The objective of this study is to optimize adaptive noise cancellation in ECG signals using swarm intelligence algorithms—SOS, PSO, and HS—to enhance noise reduction performance while minimizing computational complexity in real-time biomedical applications.
Noise cancellation and abnormality detection in ECG signal is a tedious task in real time environment. These noises arise due to power line interference and human movements. There are various digital filters readily available to reduce noise in ECG signal but the computational cost and complexity is high. Hence, noise removal from ECG signal is an important matter of concern. In this paper, swarm intelligence techniques for the optimization purpose of adaptive filters/noise canceler (ANC) are utilized in the biomedical signal processing field.
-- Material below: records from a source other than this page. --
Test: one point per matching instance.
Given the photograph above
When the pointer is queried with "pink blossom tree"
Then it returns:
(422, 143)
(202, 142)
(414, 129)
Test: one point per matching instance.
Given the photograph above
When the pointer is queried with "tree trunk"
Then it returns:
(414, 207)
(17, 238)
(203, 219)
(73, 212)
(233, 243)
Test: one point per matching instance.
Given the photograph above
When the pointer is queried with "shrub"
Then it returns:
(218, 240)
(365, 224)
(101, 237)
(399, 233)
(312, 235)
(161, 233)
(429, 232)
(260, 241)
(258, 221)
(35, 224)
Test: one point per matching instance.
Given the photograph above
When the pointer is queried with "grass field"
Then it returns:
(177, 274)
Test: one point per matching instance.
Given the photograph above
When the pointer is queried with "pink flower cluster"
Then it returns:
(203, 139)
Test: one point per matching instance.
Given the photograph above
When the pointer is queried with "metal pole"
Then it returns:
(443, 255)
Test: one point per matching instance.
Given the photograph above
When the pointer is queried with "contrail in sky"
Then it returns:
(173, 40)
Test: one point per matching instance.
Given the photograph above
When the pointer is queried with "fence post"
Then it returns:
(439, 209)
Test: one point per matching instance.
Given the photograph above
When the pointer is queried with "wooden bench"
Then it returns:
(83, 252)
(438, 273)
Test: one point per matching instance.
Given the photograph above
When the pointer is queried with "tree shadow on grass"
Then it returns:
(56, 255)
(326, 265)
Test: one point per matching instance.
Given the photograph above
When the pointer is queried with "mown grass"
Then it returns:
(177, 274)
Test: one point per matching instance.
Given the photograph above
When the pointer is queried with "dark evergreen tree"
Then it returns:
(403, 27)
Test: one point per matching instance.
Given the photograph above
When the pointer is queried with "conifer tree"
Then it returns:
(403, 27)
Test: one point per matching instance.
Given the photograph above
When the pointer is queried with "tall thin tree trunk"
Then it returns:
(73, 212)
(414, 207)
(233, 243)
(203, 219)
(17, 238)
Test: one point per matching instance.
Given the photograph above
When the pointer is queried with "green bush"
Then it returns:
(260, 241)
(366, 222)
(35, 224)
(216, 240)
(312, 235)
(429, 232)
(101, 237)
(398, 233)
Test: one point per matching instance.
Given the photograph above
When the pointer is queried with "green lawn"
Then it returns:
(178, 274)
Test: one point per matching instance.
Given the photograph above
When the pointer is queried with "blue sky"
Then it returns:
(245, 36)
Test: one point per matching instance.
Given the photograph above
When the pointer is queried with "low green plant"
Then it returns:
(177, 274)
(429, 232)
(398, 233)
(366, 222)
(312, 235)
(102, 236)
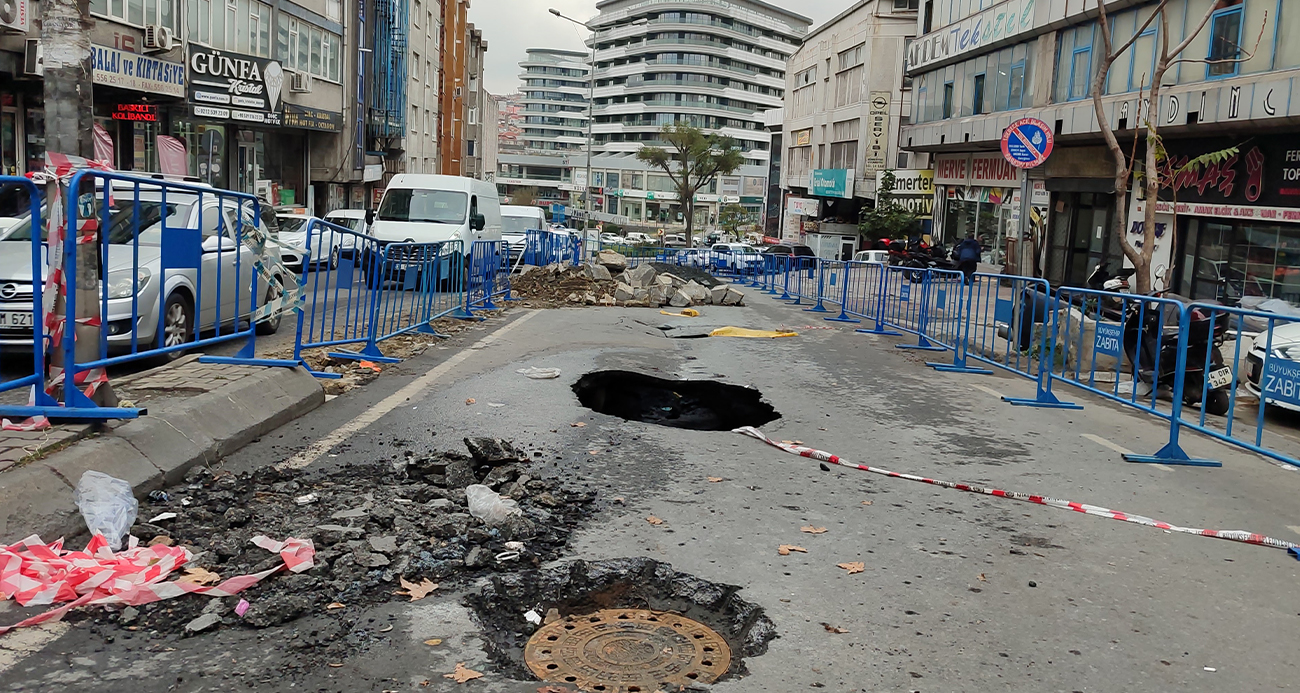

The analysis of results for de-noising ECG signals through adaptive filtration is presented using the symbiotic organisms search (SOS), particle swarm optimization (PSO) and harmony search (HS) algorithms which are applied to estimate and adjust the parameters of the adaptive filter. The proposed optimization techniques will evaluate the ECG noise reduction performance in terms of signal to noise ratio (SNR), mean square error (MSE), maximum error (ME), mean difference (MD), and normalized root mean squared error (NRMSE).
Keywords: Active Noise Control, Adaptive filters, ECG, PSO, MSE, NRMSE.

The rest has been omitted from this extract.